Things aren’t going that great for Peggy either. After hearing that great pitch in the initial scene she fails to get Lou (who is kind of her new boss) to bite on it and gets chastised for giving him ideas that she wasn’t happy with to begin with. Later, she has an uncomfortable reunion with Ted in the offices as they awkwardly talk about coffee before Ted excuses himself from the situation. She’s even getting it at home as one of her tenants has sent her child to yell at her for not fixing the toilet plumbing in their apartment, leading Peggy to respond with a borderline racist outburst about not being able to understand her Hispanic tenant. In the last little shot at her in this episode, Lou responds to her trying to push another idea by saying, “I guess I’m just immune to your charms”. Although it’s hard to tell, that seemed to be a dig at her relationship with Ted. It all comes to a head when Peggy blows up at her coworkers and later drops to her knees in tears in her apartment. I’m wondering what this season will hold for Peggy as she does seem to get bounced around more than any other character.
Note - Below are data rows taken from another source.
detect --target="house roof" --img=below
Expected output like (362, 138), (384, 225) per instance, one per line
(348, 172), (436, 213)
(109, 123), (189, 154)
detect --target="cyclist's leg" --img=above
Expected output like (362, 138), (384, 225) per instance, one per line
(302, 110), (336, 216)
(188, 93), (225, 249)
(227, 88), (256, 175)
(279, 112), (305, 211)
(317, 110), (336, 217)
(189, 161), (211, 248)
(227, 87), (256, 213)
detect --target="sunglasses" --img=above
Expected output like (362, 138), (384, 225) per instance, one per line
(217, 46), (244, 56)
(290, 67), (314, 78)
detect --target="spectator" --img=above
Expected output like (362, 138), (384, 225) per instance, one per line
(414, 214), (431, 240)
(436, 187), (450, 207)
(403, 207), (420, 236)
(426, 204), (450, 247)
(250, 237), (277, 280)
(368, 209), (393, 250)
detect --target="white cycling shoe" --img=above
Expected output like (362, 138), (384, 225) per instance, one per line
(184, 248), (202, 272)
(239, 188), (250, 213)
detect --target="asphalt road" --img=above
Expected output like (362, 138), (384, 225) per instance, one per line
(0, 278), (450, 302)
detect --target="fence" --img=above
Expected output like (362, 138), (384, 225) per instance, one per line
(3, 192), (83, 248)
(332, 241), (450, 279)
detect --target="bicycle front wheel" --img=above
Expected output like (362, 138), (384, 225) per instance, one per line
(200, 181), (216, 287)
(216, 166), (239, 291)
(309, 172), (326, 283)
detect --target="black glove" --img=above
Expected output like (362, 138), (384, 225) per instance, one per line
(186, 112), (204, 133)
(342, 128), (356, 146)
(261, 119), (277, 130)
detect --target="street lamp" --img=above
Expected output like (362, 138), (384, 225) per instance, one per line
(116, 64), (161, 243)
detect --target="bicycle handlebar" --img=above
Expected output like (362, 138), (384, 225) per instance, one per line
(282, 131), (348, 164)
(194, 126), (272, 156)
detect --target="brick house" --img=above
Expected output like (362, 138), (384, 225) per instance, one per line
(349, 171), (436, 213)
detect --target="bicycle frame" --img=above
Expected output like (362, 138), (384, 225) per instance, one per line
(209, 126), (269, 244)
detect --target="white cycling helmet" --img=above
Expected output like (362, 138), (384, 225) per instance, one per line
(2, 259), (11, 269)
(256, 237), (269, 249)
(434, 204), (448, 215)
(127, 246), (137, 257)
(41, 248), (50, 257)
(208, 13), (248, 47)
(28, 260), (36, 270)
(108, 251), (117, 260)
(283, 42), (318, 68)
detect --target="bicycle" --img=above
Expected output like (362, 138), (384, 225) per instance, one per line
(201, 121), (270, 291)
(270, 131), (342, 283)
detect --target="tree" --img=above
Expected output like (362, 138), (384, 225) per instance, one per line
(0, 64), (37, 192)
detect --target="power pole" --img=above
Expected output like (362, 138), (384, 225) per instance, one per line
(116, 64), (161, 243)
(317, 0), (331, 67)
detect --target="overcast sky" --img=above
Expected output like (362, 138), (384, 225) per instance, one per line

Things seem to wrap up in California, Don’s leaving on a plane to get back to NY and, apparently back to work at SC&P. In what I think was the 2nd best scene of the episode Don meets an attractive widow (Neve Campbell) on his plane. In the kind of thing that could only happen to Don with his woman-charming magic, the two hit it off and she invites him back to her place. The whole time, I was just thinking “Don, no. That’s a bad Don, you literally just left your wife.” Because the whole conversation he has on the plane is just an admission that his current marriage has failed (or is at least failing) and he seems completely okay with that. Surprisingly, he declines and the invitation and, for the second time in the episode, repeats the line “I have to get back to work”. When he gets back to his place we find out that he’s actually been working the whole time by sending his ideas through Freddy, including the one that we heard him pitch to Peggy at the start of the episode.
After playing like a simple reintroduction, the last scene of the episode shows us that this lead in is really showing us characters (specifically Don and Peggy) in despair. As Peggy collapses in her apartment, Don sits dejected on his balcony both to the backdrop of Vanilla Fudge’s rendition of “You Keep Me Hanging On”. This episode suggests that this last season of Mad Men may be taking us into some darker territory than I would’ve expected for a final season. But if Mad Men has proven one thing in the last 6 years, it’s that it is anything but predictable.